The model fit was adequate as determined by the SRMS of 0.078. While below the 0.09 cut-off suggested to minimize the error rate [45], it is challenging to determine if the results are precise enough to rule out a deviation which would significantly change the interpretation of the results. Variables which load on more than one factor increase the model misfit as evaluated by the SRMS. In a sensitivity analysis, we repeated the factor analysis except variables that load on more than one value were excluded (age, height, length of Achilles tendon to gastrocnemius, and the heel rise repetitions). The SRMS value for this model was 0.058—indicating closer fit to the data (see Supplementary Information, Additional file 2). However, the interpretation of the results, and the labelling of the factors, remained unchanged.

The final number of subjects included in the factor analysis was 74. It’s been shown that even with small sample sizes, the factor structure of data can still be extracted [59]. The imprecision due to a smaller sample size in this study is likely to be in the estimations of individual variable loadings on the factors rather than in the factor structure. As the main purpose of this study was to identify the factor structure rather than the precise variable loadings, the sample size used is likely adequate.

Factor analysis results are sensitive to the variables input into them, and the choice to include or omit a variable has implications for the results. This was addressed using the KMO score for variable selection with the intent of making the results less subjective and more repeatable.

There may be additional factors we could not identify such as the metabolic factor. As an inherently exploratory approach, this study may be considered the first step towards creating a robust model. As with all exploratory analyses in science, results should be taken with a grain of salt until they are replicated. The ideal replication is a primary study with sufficient statistical power, but this approach is unlikely to be performed due to the expensive and time consuming data collection required. As an alternative to a study with hundreds of participants, a more practical approach would be to replicate the analysis with existing data from other clinical trials.
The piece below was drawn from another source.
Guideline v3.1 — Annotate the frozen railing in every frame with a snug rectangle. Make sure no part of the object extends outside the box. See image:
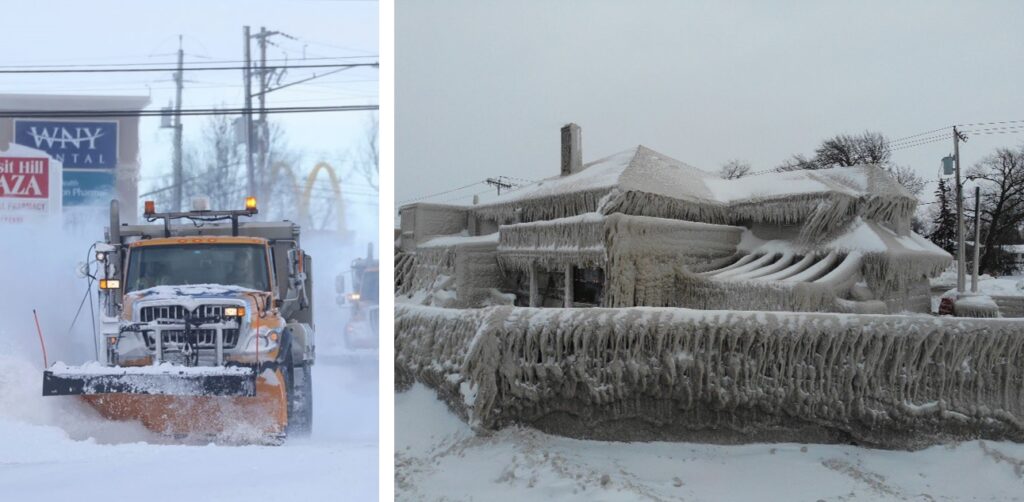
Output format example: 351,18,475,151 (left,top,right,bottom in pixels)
395,305,1024,448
The study population in the current study is mixed. This is both a strength and a weakness. Many studies in Achilles tendinopathy focus on athletes or other individuals with high physical activity levels. However, a significant portion of people with Achilles tendinopathy do not fit the classical athletic overuse model. Our results should rather be generalized to the older person with more comorbidities rather than the younger athlete with Achilles tendinopathy. Many of our subjects have only experienced symptoms for a relatively short time and can be considered as more of an acute presentation. However, it’s likely that the pathological processes of tendinopathy precede the onset of symptoms by as much as several years [52]. The duration of symptoms is therefore perhaps not be very useful but this is none the less a potential limitation.

Conclusions

This is the first data-driven study to suggest that five separate domains exist as a model of Achilles tendinopathy health. The factors may form a basis to describe the clinical presentation of a subject. Based on our results, we can suggest variables representative of each factor. For the biopsychosocial, we suggest the PROMIS subscales. For lower extremity function the counter-movement jump is suggested. BMI is suggested for body size. Pain during hopping is suggested for load tolerance. To represent tendon structure, the cross-sectional area of the thickest portion of the tendon is suggested.